01.12.2014 in Gefährten der Zukunft von Anna

6,7 m lang, eine Spannweite von 9,5 m und angetrieben von zwei 30-Kilowatt- Motoren. Die Sprache ist von E- Fan, der Protoyp eines elektrisch betriebenen Kleinflugzeugs, den Airbus im März 2014 vorstellte. Er soll so viel kosten wie andere Maschinen seiner Größe: 300 000 US-Dollar. Ende 2017 wird die Produktion in Serie beginnen.

Aktuell kann der E-Fan laut Airbus-Technikchef Jean Botti mit seinen Batterien 35 Minuten lang fliegen. Als Ziel hat man sich eine Stunde gesteckt. Langfristig will Botti eine Version mit drei Stunden Flugzeit entwickeln lassen. Problematisch sind ebenso wie bei Elektroautos das hohe Gewicht der Akkus und die noch geringe Reichweite. Das Gewicht muss durch eine entsprechende Leichtbauweise ausgeglichen werden.

Eine weitere Problematik besteht darin, dass die Flugzeuge nach der Landung nicht gleich wieder einsatzbereit sind, wie ihre kerosinbetriebene Äquivalente, die man ja in kurzer Zeit auftanken kann. Dies könnte gegebenenfalls damit gelöst werden, dass man die Batterien nach der Landung mit einer voll aufgeladenen austauscht.

Bis ein elektrisch betriebenes Langstreckenpassagierflugzeug serienreif wird, ist es wohl noch ein langer Weg. Aber den serienmäßigen Betrieb eines Elektro- Kurzstreckenpassagierflugzeugs halte ich für eine interessante Option. Stellt euch vor, fliegen wäre auf kurzen Strecken nicht mehr so klimaschädlich? Der gesamte Geschäftsflugverkehr in Deutschland und näherer Umgebung könnte klimafreundlicher erfolgen. Gerade Kurzstrecken sind ja der Klimakiller schlechthin.

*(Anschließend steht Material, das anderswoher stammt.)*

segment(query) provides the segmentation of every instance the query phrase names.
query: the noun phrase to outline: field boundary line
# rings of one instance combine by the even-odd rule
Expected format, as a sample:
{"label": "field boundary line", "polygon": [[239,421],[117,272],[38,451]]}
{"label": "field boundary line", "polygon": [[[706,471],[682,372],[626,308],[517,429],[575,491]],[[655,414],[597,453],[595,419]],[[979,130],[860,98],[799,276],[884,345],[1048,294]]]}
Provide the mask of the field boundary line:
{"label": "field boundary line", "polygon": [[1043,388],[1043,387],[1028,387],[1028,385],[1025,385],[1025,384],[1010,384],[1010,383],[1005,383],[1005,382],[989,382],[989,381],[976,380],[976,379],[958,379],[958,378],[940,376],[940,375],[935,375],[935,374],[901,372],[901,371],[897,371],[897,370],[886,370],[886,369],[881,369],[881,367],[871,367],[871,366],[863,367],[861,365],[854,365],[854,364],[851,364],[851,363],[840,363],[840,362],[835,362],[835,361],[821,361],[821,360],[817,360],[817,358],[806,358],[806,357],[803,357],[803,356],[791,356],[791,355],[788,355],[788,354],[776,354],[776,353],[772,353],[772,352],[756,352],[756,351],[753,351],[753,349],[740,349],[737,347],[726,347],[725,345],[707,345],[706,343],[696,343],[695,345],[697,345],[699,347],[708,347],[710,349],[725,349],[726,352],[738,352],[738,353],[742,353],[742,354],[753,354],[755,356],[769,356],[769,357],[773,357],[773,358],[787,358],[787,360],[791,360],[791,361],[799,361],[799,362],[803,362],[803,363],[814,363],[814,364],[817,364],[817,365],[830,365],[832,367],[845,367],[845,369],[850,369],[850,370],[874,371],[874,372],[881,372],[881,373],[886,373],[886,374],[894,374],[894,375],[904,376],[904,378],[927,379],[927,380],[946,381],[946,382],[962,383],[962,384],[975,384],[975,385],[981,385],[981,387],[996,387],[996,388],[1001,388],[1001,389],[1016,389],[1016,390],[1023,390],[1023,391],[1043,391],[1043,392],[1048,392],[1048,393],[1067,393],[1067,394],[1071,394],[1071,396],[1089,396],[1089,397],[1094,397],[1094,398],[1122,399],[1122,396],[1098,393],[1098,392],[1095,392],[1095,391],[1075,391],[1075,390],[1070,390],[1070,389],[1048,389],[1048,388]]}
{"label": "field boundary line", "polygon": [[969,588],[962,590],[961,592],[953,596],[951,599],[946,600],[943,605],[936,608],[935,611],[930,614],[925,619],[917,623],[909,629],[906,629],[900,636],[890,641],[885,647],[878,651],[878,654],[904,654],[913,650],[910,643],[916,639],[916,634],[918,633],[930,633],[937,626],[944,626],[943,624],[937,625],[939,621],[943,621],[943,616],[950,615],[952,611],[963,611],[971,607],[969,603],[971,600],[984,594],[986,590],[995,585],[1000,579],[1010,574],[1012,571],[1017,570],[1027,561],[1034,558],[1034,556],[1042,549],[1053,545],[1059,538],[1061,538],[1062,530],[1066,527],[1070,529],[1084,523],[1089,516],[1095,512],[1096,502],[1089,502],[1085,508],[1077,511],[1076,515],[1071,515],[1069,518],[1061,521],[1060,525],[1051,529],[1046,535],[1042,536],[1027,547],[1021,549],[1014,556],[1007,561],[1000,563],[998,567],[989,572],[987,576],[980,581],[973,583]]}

Sicher, aktuell steckt die Technologie noch in den Kinderschuhen. Aber wie ich finde ein Forschungsbereich, den man weiter ausbauen sollte. Schließlich hat sich die Luftfahrtbranche auf internationaler Ebene im Bezug auf das Klima hehre Ziele gesteckt: eine Halbierung der Emissionen bis 2050- verglichen mit 2005. Damit dies kein Lippenbekenntnis bleibt, müssen grundsätzliche Umwälzungen erfolgen und es muss intensiv im Bereich der alternativen Antriebe und Kraftstoffe geforscht werden.

In diesem Fall ist meiner Ansicht nach davon auszugehen, dass durch die Weiterentwicklung der Elektroflugzeuge hin zur Serienreife allein der Fortschritt der Technik (und nicht ein Mentalitätswandel der Menschen; fliegen wird der Mensch immer und Geschäftsleute eben vor allem auf Kurzstrecken, dafür ist der damit verbundene Zugewinn an Mobilität und Komfort einfach zu schwerwiegend) der Klimaproblematik beim Fliegen von Kurzstrecken entgegenwirken könnte. Zur finanziellen Förderung derartiger Forschungsprojekte sollte auch die Politik tätig werden.